J’aime beaucoup cette chanson. Pour plein de raisons, mais notamment parce qu’on a expérimenté une nouvelle approche de notre musique sur ce titre. D’ailleurs c’est le cas pour une bonne partie des chansons de l’album. Mais je trouve qu’on a particulièrement réussi avec « Sur un Volcan ». On voulait un rendu plus contemporain, différent des trois premiers albums. Quelque chose de plus direct, de plus simple, tant au niveau du texte que de la musique. Au départ, Helmut est arrivé avec ces deux accords, un texte répétitif, « Dansez, dansez, le tigre a faim... », et il nous a dit « J’aimerais bien en faire un blues du désert... » Ok, alors on a pensé Tinariwen, rock touareg, motifs de guitares entêtants. En imaginant qu’on irait aussi faire un tour au Mali, avec quelques machines et des percussions. Voilà, du coup, ce n’est pas un vrai blues touareg, mais plutôt une tentative, un fantasme de blues touareg. Ce qui est marrant, c’est que si pour nous la direction musicale est claire, le ressenti de plein de gens est différent, on nous parle de 16 Horsepower, de Louisiane, de tarentelle country, … Comme quoi, chassez le naturel...

« Un Bon Français » :

Notre première vraie chanson « engagée », si on peut dire. On n’a jamais été très à l’aise avec cet exercice, même en tant qu’auditeur. Bon, d’une part, hein, chacun ses goûts, et d’autre part, il n’y a que les imbéciles qui ne changent jamais d’avis, héhé... Bref, l’idée, c’était d’essayer de se mettre dans la peau d’un salaud ordinaire, quelqu’un qui balance sa haine anonymement, sans se préoccuper des conséquences. Le thème du corbeau nous trottait dans la tête depuis un moment, l’histoire de « l’oeil du tigre », pendant l’occupation, tous ces gens qui dénonçaient leurs voisins tranquillement, comme si de rien n’était, les envoyant à une mort certaine en signant leurs lettres « Un Bon Français ». On n’avait pas vraiment calculé que ça collerait si bien à l’ambiance de ces derniers mois... Et puis internet est le nouveau terrain de jeu des corbeaux, je trouve. C’est devenu super facile de juger tout le monde derrière son écran, bien à l’abri. Il n’y a qu’à lire les commentaires sur les sites d’infos, c’est affligeant. Au final, c’est sans doute la chanson la plus simpliste de l’album. Le texte ne prête pas à confusion (enfin sauf si on envie de polémiquer pour le plaisir, c’est la mode aussi, en ce moment). C’est également une première, jusqu’à présent, on se cachait souvent derrière des double sens, de fausses blagues, des images un peu ésotériques ou des fictions, plutôt que d’aller droit au but et d’exprimer certains de nos sentiments ou certaines de nos idées.

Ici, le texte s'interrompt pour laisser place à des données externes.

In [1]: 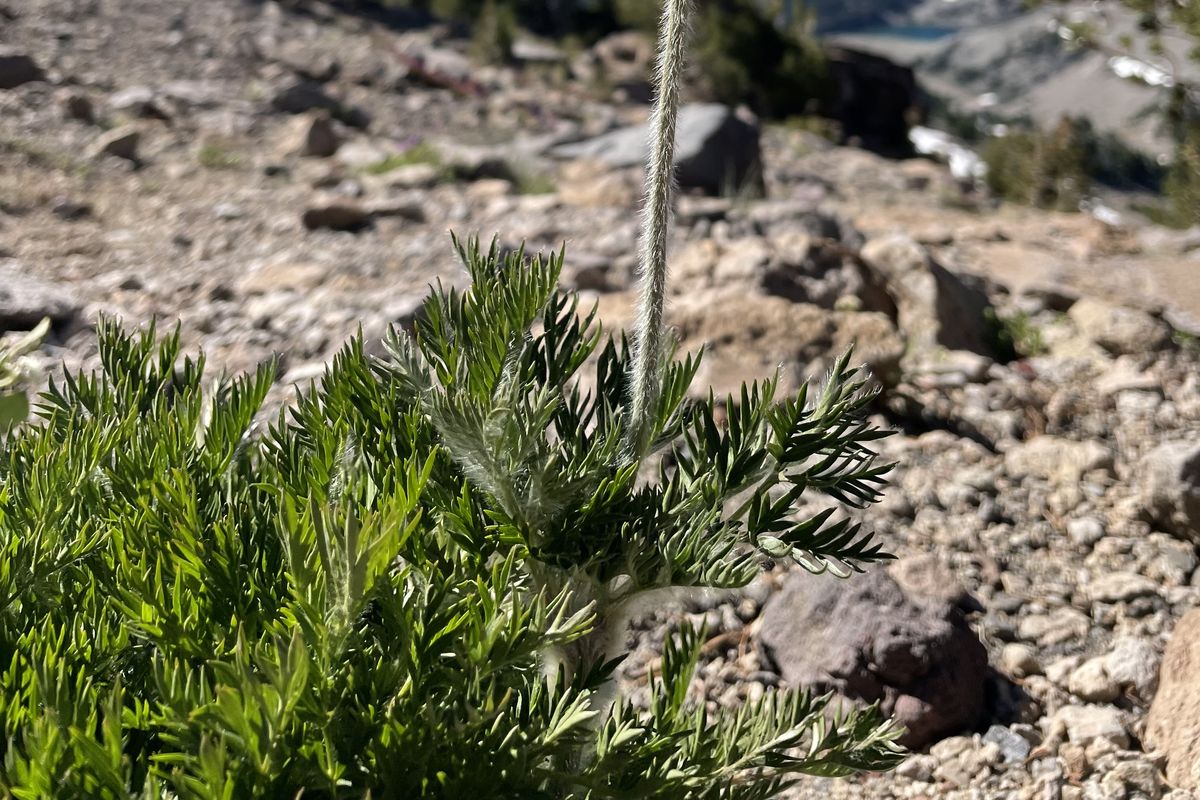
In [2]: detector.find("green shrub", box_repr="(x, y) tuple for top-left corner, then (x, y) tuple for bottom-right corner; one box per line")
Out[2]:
(0, 245), (896, 799)
(362, 142), (443, 175)
(0, 0), (900, 800)
(1164, 124), (1200, 228)
(980, 118), (1092, 211)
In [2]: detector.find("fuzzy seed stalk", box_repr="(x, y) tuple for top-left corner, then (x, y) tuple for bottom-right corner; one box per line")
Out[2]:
(626, 0), (691, 459)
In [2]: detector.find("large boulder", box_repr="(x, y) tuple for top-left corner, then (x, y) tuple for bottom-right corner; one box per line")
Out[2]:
(0, 47), (46, 89)
(1146, 609), (1200, 790)
(551, 103), (762, 194)
(1067, 297), (1171, 355)
(760, 570), (988, 747)
(862, 234), (995, 355)
(668, 288), (905, 396)
(1138, 440), (1200, 542)
(0, 267), (79, 333)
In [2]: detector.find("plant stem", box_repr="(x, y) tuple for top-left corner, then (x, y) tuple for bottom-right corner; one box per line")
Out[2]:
(626, 0), (691, 459)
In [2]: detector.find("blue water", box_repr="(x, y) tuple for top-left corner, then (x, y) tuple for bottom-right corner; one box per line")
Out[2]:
(826, 25), (958, 42)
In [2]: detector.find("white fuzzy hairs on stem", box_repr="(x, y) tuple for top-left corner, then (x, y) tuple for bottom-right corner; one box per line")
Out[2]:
(626, 0), (692, 458)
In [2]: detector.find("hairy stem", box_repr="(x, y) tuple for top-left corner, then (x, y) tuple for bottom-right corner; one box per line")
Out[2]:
(626, 0), (691, 458)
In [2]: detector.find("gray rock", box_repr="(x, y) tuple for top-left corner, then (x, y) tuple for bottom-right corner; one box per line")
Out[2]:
(1087, 572), (1158, 603)
(1139, 441), (1200, 542)
(0, 267), (79, 332)
(1000, 642), (1042, 678)
(862, 234), (992, 355)
(1051, 705), (1129, 747)
(59, 90), (96, 125)
(888, 554), (967, 606)
(1004, 435), (1112, 485)
(1067, 297), (1171, 355)
(1067, 657), (1121, 703)
(0, 47), (46, 89)
(1146, 609), (1200, 790)
(1067, 517), (1105, 547)
(1104, 636), (1159, 700)
(108, 86), (170, 120)
(983, 724), (1033, 764)
(667, 288), (904, 397)
(90, 125), (142, 163)
(551, 103), (762, 194)
(271, 80), (342, 114)
(289, 112), (342, 158)
(896, 753), (937, 783)
(760, 571), (988, 747)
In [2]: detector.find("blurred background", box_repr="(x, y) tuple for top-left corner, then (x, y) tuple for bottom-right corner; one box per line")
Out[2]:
(0, 0), (1200, 800)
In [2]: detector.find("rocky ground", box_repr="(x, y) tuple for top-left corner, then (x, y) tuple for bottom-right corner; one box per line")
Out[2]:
(0, 0), (1200, 800)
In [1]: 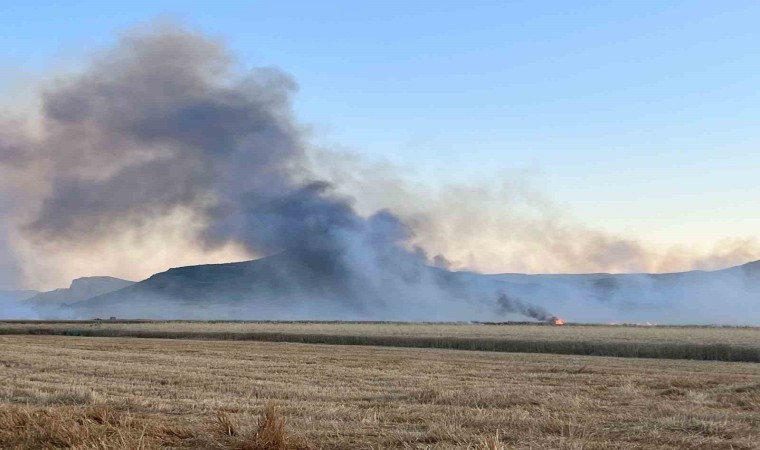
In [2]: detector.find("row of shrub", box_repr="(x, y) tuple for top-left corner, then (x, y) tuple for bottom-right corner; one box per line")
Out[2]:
(0, 327), (760, 362)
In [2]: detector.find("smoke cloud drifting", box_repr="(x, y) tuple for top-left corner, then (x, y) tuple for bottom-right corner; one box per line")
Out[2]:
(0, 26), (755, 320)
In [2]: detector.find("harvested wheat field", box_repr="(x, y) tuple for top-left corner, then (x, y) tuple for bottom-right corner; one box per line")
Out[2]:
(0, 336), (760, 449)
(0, 321), (760, 362)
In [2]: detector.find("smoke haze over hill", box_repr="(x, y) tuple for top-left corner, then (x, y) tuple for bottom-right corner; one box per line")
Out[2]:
(0, 25), (758, 324)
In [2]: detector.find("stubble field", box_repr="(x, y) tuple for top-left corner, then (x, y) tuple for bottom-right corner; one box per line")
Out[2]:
(0, 335), (760, 450)
(0, 320), (760, 362)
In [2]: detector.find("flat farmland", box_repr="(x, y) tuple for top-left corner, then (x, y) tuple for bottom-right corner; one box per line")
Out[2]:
(0, 336), (760, 450)
(0, 321), (760, 362)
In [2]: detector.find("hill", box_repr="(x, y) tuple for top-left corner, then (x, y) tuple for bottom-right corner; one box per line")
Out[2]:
(61, 252), (760, 325)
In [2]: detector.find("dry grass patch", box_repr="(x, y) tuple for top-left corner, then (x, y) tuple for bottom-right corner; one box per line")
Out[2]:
(0, 336), (760, 450)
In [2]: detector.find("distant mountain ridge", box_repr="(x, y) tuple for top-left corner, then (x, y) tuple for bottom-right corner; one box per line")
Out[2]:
(24, 276), (135, 316)
(0, 291), (40, 303)
(56, 252), (760, 324)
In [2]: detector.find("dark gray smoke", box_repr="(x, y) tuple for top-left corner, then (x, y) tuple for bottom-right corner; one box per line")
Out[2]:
(0, 23), (754, 320)
(2, 23), (516, 319)
(496, 292), (554, 322)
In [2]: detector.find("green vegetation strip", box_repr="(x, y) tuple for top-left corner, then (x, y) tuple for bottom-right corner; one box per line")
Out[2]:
(0, 327), (760, 362)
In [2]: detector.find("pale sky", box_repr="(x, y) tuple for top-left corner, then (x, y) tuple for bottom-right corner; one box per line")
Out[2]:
(0, 0), (760, 258)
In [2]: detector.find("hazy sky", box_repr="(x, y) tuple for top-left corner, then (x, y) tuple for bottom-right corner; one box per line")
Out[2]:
(0, 0), (760, 284)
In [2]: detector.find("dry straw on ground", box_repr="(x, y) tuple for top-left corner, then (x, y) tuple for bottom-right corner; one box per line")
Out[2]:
(0, 321), (760, 362)
(0, 336), (760, 450)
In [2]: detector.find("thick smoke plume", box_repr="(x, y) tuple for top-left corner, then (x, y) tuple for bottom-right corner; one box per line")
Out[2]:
(496, 292), (554, 322)
(0, 23), (758, 320)
(2, 24), (496, 318)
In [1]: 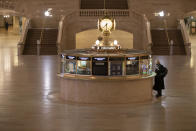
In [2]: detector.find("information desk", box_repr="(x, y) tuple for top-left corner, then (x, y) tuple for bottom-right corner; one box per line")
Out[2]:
(58, 49), (155, 104)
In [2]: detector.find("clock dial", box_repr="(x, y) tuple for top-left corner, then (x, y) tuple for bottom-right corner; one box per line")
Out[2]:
(100, 19), (113, 30)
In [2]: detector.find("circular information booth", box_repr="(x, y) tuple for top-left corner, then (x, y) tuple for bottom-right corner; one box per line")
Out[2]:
(59, 49), (154, 104)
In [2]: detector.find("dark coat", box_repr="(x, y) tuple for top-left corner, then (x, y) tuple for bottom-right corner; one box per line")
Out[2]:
(153, 64), (166, 90)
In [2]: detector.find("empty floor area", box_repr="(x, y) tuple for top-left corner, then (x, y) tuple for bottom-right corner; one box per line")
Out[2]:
(0, 33), (196, 131)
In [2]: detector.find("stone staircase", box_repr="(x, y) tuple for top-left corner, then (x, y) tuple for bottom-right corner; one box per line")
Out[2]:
(151, 29), (186, 55)
(23, 29), (58, 55)
(80, 0), (128, 9)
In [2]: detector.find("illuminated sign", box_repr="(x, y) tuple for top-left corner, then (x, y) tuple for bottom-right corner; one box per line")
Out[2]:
(93, 57), (107, 61)
(127, 57), (139, 60)
(78, 57), (91, 61)
(66, 56), (76, 60)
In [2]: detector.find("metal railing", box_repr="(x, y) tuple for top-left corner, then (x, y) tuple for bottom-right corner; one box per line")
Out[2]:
(56, 16), (65, 54)
(17, 19), (30, 55)
(144, 15), (152, 52)
(179, 19), (191, 55)
(79, 9), (129, 17)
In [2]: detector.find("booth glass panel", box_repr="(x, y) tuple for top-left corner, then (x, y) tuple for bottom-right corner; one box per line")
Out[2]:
(65, 60), (76, 74)
(77, 60), (91, 75)
(110, 61), (123, 76)
(140, 59), (149, 75)
(126, 60), (139, 75)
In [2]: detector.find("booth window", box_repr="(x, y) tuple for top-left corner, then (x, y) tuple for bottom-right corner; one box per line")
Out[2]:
(77, 57), (91, 75)
(126, 57), (139, 75)
(140, 56), (150, 75)
(109, 57), (124, 76)
(65, 56), (76, 74)
(92, 57), (108, 76)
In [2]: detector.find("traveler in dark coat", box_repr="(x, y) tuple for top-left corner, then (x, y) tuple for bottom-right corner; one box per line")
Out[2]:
(153, 60), (167, 97)
(5, 21), (9, 30)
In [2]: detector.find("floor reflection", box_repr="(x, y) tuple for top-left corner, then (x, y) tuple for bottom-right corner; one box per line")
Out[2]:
(0, 28), (196, 131)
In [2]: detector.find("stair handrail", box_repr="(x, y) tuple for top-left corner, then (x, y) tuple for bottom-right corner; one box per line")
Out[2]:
(179, 19), (191, 55)
(144, 15), (153, 52)
(56, 16), (65, 54)
(17, 18), (30, 55)
(163, 19), (170, 45)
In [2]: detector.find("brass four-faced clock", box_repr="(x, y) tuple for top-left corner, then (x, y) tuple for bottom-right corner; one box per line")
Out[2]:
(98, 17), (116, 32)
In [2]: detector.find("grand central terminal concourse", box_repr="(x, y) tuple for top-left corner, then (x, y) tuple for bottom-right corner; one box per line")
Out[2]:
(0, 0), (196, 131)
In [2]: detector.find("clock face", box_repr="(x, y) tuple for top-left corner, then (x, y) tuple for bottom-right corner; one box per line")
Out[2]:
(100, 19), (113, 30)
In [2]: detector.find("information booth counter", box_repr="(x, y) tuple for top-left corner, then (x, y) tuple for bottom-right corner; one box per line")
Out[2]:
(59, 49), (155, 104)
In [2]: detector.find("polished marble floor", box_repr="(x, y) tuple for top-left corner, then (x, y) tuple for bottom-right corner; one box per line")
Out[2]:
(0, 28), (196, 131)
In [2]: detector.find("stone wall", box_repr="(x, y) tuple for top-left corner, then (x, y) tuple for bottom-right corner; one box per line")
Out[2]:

« La Fortune, l’Honneur, les Femmes (Loup Blanc) » :

C’est notre chanson la plus récente. Là aussi, on a tenté une nouvelle approche, dans le traitement des cuivres et des guitares, notamment. Les instructions, c’était « épique » et « Alt-J ». Helmut voulait entendre les légions qui marchent sur des contrées lointaines, des trompettes conquérantes, des percussions guerrières, des guitares cinglantes. Au final, je sais pas trop ce que ça a donné, certainement pas ce à quoi on avait pensé au départ, comme souvent. Mais le résultat fonctionne bien, en tout cas à mes oreilles.

« Prison d’Eden » :

Pour celle là, on s’est basé sur notre arrangement de « Say Aha », de Santigold. On n’avait jamais écrit de chanson avec ce type de rythmique, c’était l’occasion... On s’est auto-plagié, en quelque sorte ! On voulait quelque chose de très folk, de très simple dans l’orchestration, nos voix et juste nos instruments, en acoustique. Une vraie chanson de coin du feu ! Mon point de départ ici, pour la musique, c’est le folk anglais, l’Amérique vue de l’autre côté de l’Atlantique, comme dans les premiers albums de John Renbourn ou Bert Jansch, par exemple. Du country blues européen, en somme, avec une vraie identité britannique. Pour le texte, l’idée de base c’était de décrire une ambiance luxuriante, une jungle touffue, avec un palais mystérieux perdu au milieu. Un texte très... vert, ou indigo ! Bon, ça a pas mal changé ensuite !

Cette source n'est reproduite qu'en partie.